Kant and Wittgenstein on Thought Experiments and the Matter of Transcendental Arguments
Abstract
It is necessary to reconsider P. M. S. Hacker’s assessment of Kant and Wittgenstein’s philosophical affinities and the question concerning Wittgenstein’s alleged use of “transcendental arguments”. First, Alfred Norman’s reading of the Tractatus Logico-Philosophicus as a thought experiment receives revision to develop a view of the Critique of Pure Reason as a large-scale thought experiment that shares important logical features with the Tractatus. Then the question is addressed whether the middle Wittgenstein and the pre-critical Kant employed any thought experiments that could be equally characterised as “transcendental arguments”. A rational reconstruction of both thinkers’ arguments is carried out in the light of the contemporary literature on thought experimenting. The novelty and relevance of this approach is the emphasis laid upon a largely neglected affinity between Kant and Wittgenstein, namely the systematic use of thought experiments in their epistemological pursuits.
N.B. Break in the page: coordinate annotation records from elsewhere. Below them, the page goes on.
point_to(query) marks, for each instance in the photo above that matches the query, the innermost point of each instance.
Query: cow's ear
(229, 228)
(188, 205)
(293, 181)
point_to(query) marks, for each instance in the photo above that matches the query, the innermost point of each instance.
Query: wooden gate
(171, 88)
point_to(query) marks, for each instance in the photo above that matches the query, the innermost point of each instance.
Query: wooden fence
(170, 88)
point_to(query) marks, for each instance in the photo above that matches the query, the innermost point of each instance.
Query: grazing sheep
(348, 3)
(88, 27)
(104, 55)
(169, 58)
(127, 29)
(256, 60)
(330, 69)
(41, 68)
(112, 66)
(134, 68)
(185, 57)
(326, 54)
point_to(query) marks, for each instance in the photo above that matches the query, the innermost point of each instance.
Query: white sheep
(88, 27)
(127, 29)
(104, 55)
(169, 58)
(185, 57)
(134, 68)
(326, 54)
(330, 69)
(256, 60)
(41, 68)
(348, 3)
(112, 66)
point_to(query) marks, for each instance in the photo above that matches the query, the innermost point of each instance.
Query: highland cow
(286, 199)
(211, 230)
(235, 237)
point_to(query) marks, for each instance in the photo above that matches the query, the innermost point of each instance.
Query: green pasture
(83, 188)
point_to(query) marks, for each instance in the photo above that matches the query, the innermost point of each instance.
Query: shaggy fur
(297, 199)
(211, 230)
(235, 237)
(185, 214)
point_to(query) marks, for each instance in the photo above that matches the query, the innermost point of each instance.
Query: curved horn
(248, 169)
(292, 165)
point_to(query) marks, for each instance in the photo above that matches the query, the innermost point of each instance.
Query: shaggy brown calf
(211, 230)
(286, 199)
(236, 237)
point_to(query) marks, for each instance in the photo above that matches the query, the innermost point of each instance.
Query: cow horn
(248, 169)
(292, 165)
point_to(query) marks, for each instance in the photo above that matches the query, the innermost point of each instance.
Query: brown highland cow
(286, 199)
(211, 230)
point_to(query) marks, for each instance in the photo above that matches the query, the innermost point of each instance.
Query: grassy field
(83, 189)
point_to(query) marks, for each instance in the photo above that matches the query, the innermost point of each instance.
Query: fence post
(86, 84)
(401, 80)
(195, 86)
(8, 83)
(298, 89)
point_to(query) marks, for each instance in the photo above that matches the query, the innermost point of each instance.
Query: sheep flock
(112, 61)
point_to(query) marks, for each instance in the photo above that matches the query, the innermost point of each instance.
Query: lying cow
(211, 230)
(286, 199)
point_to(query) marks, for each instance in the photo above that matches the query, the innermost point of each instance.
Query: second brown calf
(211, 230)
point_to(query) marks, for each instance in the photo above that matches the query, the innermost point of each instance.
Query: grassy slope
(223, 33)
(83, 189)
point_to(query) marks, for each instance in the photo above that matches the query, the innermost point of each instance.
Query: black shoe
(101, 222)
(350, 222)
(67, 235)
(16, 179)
The conclusions are: i) Wittgenstein’s and Kant’s magna opera can be seen as philosophical thought experiments that attempt to try out the limits of language and the limits of possible experience respectively; ii) Both philosophers developed arguments that can be designated as transcendental if only from a methodological standpoint; and iii) some key arguments put forward by the middle Wittgenstein in the determination of the structure of visual space could be characterised better as thought experiments than transcendental arguments.